FIG. 3 shows an exemplary display unit 107 indicating wear of tyre 100 in accordance with an embodiment of the present disclosure. The display unit 107 alerts the driver in relation to wear out of the tyre 100. The display unit 107 alerts the driver to replace the tyre with new tyre. For example, in the illustrated FIG. 3, the display unit 107 displays the alert in relation to pressure of the tyre, temperature of the tyre, thread orientation.

FIGS. 4A and 4B illustrates a schematic view and block diagram of a system for indicating wear of tyre 100 in the one or more indicators 105 and the display unit 107 of the tyre 100 in accordance with an embodiment of the present disclosure. In the illustrated FIGS. 4A and 4B, the control module 103 is communicatively connected to the one or more indicators 105. The control module 103 transmits the data to the one or more indicators 105 when the control module 103 receives the data from the at least one sensor 101. Further, the control module 103 transmits the data to the display unit 107 for indicating wear of the tyre 100.
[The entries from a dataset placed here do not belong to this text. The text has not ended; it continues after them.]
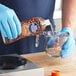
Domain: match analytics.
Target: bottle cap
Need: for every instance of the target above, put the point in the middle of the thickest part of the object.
(55, 73)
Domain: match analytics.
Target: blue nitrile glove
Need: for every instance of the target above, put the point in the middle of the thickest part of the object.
(69, 45)
(9, 23)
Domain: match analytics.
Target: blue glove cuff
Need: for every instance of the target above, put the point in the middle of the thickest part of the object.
(67, 29)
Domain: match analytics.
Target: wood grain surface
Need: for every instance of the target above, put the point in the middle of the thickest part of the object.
(67, 66)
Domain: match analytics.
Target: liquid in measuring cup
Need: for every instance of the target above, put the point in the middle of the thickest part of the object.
(53, 44)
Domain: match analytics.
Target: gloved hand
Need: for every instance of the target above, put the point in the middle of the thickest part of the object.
(9, 23)
(69, 45)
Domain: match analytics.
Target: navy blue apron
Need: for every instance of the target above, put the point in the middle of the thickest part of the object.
(24, 10)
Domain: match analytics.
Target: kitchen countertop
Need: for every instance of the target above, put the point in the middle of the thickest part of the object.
(67, 66)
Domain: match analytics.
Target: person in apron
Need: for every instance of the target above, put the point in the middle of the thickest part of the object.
(22, 10)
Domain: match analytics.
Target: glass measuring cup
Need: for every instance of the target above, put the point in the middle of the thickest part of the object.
(54, 42)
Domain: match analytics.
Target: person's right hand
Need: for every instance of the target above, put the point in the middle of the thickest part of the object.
(9, 23)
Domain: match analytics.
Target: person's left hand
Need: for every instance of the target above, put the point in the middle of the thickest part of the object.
(68, 46)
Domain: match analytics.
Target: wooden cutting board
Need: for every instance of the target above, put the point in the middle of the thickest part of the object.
(67, 66)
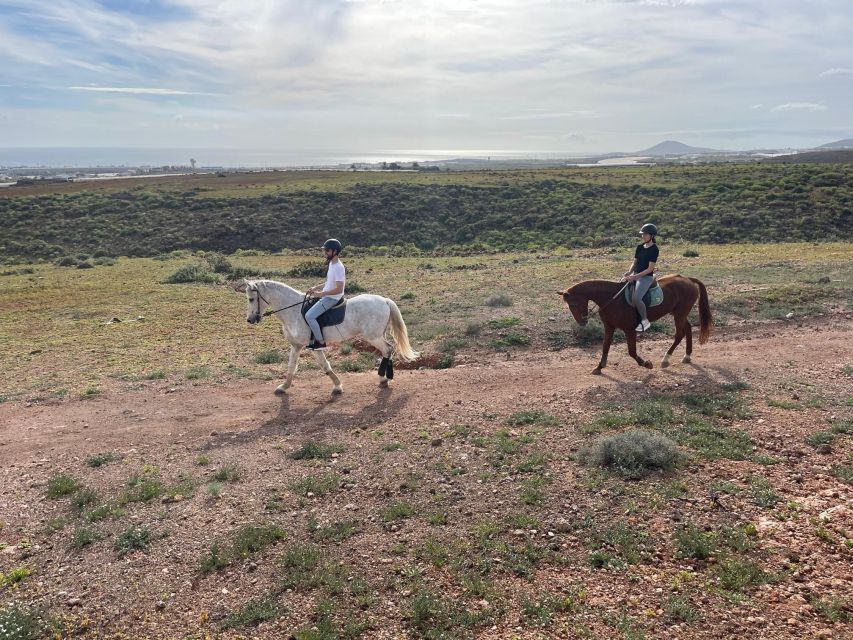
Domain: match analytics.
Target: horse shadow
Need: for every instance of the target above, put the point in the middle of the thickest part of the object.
(700, 376)
(293, 417)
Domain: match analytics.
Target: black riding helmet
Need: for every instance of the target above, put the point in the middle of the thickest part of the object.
(334, 245)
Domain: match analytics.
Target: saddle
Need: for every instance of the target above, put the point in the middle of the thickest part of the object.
(653, 297)
(329, 318)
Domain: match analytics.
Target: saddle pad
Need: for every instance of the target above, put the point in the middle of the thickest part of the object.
(330, 318)
(653, 297)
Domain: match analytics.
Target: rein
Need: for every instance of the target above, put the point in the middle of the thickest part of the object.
(602, 307)
(270, 312)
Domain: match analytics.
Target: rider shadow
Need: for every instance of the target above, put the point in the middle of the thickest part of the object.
(317, 419)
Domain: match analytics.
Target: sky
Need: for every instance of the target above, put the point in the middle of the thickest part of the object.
(573, 76)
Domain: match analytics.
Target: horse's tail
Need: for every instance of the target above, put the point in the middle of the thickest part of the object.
(400, 333)
(706, 318)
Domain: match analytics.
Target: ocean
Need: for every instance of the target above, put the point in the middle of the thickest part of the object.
(237, 158)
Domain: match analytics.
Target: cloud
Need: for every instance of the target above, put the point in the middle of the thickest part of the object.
(143, 90)
(835, 71)
(370, 74)
(585, 113)
(800, 106)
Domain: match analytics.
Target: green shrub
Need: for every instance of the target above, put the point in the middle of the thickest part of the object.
(217, 263)
(254, 612)
(133, 539)
(83, 536)
(228, 473)
(313, 450)
(498, 300)
(314, 269)
(634, 453)
(100, 459)
(692, 542)
(270, 356)
(61, 485)
(20, 623)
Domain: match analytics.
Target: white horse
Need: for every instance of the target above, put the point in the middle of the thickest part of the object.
(367, 316)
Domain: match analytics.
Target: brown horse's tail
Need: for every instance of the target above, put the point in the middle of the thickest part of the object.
(706, 318)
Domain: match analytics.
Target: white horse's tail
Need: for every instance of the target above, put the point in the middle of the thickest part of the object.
(400, 333)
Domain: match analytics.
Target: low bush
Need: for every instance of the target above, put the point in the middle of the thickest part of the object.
(634, 453)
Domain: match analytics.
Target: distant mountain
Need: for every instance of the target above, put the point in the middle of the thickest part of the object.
(673, 148)
(847, 143)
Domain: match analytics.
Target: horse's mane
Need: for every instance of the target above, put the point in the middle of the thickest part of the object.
(588, 287)
(275, 285)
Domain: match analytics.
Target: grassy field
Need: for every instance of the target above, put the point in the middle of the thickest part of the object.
(448, 213)
(56, 339)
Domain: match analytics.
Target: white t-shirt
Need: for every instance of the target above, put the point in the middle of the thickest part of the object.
(337, 273)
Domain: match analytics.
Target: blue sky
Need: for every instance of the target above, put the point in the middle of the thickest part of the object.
(376, 75)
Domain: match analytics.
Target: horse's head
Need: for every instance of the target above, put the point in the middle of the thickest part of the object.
(254, 300)
(578, 305)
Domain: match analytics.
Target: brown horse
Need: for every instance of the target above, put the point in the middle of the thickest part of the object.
(680, 294)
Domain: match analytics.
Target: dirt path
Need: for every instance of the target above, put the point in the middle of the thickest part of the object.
(398, 445)
(162, 414)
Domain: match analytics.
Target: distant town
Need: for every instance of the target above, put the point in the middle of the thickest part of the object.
(667, 152)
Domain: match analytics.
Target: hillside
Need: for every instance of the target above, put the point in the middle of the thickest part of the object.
(830, 156)
(473, 211)
(847, 143)
(673, 147)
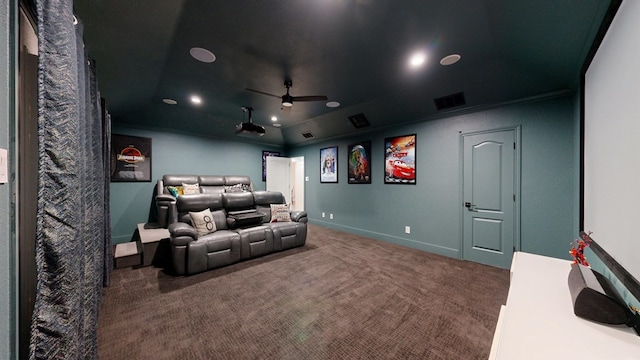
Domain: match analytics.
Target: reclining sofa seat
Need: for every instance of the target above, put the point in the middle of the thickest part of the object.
(243, 226)
(207, 184)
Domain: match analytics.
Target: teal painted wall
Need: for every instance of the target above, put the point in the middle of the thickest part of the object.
(432, 207)
(132, 203)
(7, 219)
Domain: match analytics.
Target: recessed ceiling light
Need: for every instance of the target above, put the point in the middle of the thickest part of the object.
(169, 101)
(450, 59)
(203, 55)
(196, 100)
(417, 59)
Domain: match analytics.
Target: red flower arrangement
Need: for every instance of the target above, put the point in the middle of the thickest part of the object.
(577, 248)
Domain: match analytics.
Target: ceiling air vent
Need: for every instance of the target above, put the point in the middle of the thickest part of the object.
(359, 121)
(450, 101)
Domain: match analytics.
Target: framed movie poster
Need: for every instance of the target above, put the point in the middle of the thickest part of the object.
(130, 158)
(400, 160)
(264, 162)
(359, 163)
(329, 165)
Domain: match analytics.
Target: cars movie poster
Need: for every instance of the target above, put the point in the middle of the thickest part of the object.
(130, 158)
(400, 160)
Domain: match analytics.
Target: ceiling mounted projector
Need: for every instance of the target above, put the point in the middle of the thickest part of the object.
(249, 128)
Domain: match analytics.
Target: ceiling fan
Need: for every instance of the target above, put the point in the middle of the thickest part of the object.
(287, 100)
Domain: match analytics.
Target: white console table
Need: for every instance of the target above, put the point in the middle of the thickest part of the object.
(538, 321)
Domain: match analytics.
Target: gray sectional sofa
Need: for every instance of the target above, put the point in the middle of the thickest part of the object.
(243, 229)
(206, 183)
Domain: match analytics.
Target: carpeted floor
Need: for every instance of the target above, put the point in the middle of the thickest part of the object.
(341, 296)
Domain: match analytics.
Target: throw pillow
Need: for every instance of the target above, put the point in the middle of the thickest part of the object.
(203, 222)
(233, 188)
(174, 191)
(190, 188)
(280, 213)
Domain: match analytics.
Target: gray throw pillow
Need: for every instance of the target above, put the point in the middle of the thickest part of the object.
(203, 222)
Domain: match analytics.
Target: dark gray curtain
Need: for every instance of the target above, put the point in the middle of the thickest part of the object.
(72, 239)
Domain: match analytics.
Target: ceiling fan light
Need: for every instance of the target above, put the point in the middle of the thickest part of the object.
(287, 100)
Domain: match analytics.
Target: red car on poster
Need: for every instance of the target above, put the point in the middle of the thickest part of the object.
(399, 169)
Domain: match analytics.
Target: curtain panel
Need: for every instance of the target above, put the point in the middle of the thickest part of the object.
(72, 218)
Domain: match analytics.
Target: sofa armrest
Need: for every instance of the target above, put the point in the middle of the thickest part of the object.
(182, 233)
(165, 198)
(299, 216)
(163, 204)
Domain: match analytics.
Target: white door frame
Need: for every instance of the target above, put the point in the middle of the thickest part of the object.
(516, 189)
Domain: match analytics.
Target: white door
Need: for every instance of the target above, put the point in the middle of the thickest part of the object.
(489, 178)
(297, 180)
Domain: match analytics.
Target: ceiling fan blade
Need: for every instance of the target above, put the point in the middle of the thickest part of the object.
(263, 93)
(310, 98)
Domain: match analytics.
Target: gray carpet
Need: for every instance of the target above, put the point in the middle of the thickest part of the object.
(341, 296)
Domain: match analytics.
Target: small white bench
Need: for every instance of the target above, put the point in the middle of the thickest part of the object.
(151, 236)
(127, 255)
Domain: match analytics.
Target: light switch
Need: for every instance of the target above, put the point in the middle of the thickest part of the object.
(4, 166)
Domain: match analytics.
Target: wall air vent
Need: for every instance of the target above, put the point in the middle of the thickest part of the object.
(359, 121)
(450, 101)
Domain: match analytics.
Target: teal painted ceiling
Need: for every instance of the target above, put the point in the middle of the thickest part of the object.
(352, 51)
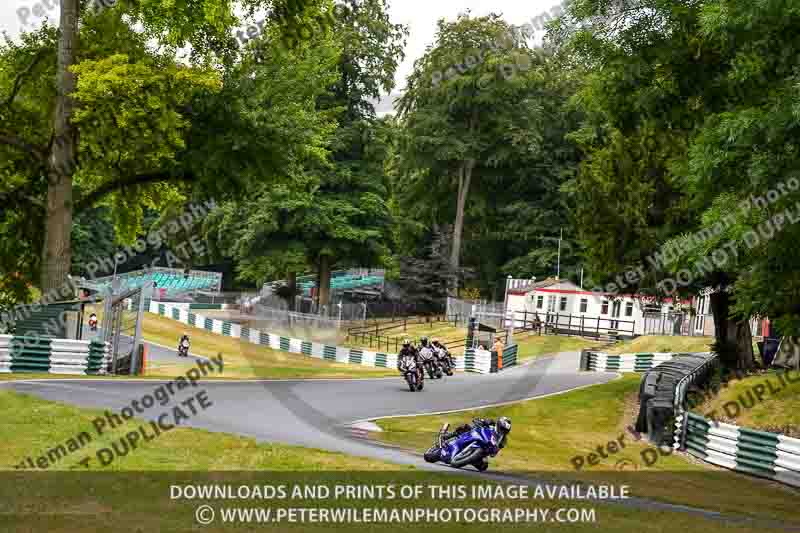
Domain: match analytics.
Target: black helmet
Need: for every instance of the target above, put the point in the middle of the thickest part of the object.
(504, 424)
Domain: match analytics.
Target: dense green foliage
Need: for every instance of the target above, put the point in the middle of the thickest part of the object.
(641, 131)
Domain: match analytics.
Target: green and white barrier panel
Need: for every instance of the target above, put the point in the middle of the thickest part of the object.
(626, 362)
(475, 360)
(318, 350)
(54, 356)
(758, 453)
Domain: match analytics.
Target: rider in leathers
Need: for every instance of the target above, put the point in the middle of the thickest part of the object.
(409, 351)
(442, 352)
(502, 426)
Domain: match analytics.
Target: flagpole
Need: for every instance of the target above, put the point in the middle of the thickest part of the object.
(558, 268)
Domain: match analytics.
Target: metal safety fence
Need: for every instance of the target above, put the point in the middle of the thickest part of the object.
(54, 356)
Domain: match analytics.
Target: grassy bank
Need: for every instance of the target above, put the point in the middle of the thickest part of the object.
(138, 495)
(663, 344)
(550, 434)
(32, 426)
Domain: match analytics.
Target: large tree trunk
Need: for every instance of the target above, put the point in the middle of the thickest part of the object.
(57, 251)
(324, 281)
(464, 179)
(734, 342)
(291, 279)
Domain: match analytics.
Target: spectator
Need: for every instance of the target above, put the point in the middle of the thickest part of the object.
(498, 349)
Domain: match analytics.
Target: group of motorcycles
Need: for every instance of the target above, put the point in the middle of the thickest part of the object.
(431, 358)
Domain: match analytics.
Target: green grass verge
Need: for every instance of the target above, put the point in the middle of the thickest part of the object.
(549, 433)
(532, 345)
(663, 344)
(32, 426)
(137, 497)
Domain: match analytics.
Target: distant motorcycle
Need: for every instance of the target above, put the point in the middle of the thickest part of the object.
(446, 361)
(412, 374)
(183, 348)
(473, 447)
(430, 363)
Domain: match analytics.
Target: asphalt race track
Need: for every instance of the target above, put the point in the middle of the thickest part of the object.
(320, 413)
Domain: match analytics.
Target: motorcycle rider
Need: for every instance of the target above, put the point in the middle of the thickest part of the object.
(502, 426)
(184, 343)
(442, 352)
(410, 351)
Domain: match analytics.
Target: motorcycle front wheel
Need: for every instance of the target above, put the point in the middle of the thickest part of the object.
(472, 458)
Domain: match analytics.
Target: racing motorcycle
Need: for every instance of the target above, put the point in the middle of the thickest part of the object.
(430, 363)
(446, 361)
(183, 348)
(473, 447)
(412, 374)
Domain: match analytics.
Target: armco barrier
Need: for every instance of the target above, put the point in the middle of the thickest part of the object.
(627, 362)
(278, 342)
(474, 360)
(55, 356)
(757, 453)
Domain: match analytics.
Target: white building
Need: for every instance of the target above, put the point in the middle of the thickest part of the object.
(562, 304)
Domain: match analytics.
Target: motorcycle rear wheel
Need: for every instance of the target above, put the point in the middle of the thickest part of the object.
(433, 453)
(481, 465)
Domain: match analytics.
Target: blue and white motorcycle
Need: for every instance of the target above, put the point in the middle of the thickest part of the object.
(473, 447)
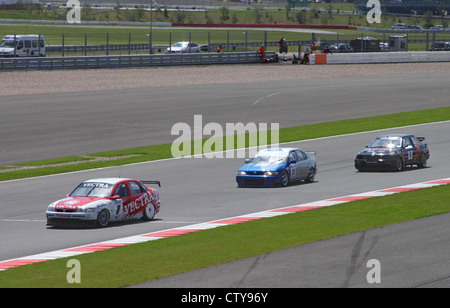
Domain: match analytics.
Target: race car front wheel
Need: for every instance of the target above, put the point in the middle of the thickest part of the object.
(149, 212)
(103, 218)
(311, 175)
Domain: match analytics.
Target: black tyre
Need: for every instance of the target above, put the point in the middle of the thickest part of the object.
(398, 164)
(311, 175)
(149, 212)
(423, 162)
(284, 178)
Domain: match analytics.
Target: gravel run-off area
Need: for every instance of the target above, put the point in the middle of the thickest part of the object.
(60, 81)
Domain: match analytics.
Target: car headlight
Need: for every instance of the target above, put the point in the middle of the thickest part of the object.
(270, 173)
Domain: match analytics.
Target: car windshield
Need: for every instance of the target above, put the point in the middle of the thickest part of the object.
(386, 142)
(92, 189)
(7, 44)
(269, 158)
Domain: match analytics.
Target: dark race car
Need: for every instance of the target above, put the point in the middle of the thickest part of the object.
(393, 152)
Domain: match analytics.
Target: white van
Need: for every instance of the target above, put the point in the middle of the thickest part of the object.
(22, 46)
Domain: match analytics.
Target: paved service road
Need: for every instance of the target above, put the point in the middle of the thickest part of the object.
(42, 126)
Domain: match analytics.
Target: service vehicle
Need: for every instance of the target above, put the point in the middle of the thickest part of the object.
(393, 152)
(23, 46)
(277, 167)
(105, 200)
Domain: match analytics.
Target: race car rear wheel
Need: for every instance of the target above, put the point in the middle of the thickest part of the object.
(311, 175)
(149, 212)
(103, 218)
(284, 178)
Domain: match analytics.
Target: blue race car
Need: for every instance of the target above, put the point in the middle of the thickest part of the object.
(277, 167)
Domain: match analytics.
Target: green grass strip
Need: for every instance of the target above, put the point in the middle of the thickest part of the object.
(129, 265)
(155, 152)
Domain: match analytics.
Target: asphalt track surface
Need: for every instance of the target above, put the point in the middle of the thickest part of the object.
(199, 190)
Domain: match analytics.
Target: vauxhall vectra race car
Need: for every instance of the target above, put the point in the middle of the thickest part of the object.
(277, 167)
(104, 200)
(393, 152)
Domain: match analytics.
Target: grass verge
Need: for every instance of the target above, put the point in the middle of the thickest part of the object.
(155, 152)
(129, 265)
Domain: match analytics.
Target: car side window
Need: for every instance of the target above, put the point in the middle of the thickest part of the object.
(121, 190)
(135, 189)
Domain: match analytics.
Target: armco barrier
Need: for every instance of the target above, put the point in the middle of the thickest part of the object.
(303, 26)
(380, 57)
(83, 62)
FIG. 5 shows a flowchart illustrating a method for indicating wear of tyre 100 on the dashboard 104 and the one or more indicators 105 in accordance with an embodiment of the present disclosure. At step 501, the at least one sensor 101 which is placed at a rethreading level, senses contact with ground surface. Upon contact with the ground surface, the at least one sensor 101 generates data. At step 502, the data generated by the at least one sensor 101 is received by the control module 103 through the one or more connectors 102. Upon receiving the data, the control module 103 determines a predefined condition. The control module 103 determines the predefined condition by retrieving a current meter usage distance from the dashboard 104 of the vehicle. As an example, ECU provides this information. Then, the control module 103 evaluates whether the data from the at least one sensor 101 is received for a predetermined amount of distance with respect to the current meter usage distance. The control module 103 transmits the data to the dashboard 104 after evaluating receiving of the data for the predetermined amount of distance. At step 503, the control module 103 transmits the data to the dashboard 104 of the vehicle upon determining the predefined condition. In one embodiment the data is displayed on the dashboard 104 for indicating wearing of tyre. Then, at step 504, the dashboard 104 transmits signal relating to the displayed data to the one or more indicators 105 configured on the tyre for indicating wearing of the tyre. In an embodiment, the control module 103 transmits the data to the display unit 107 for displaying data indicating the wear of tyre 100 as illustrated at step 505.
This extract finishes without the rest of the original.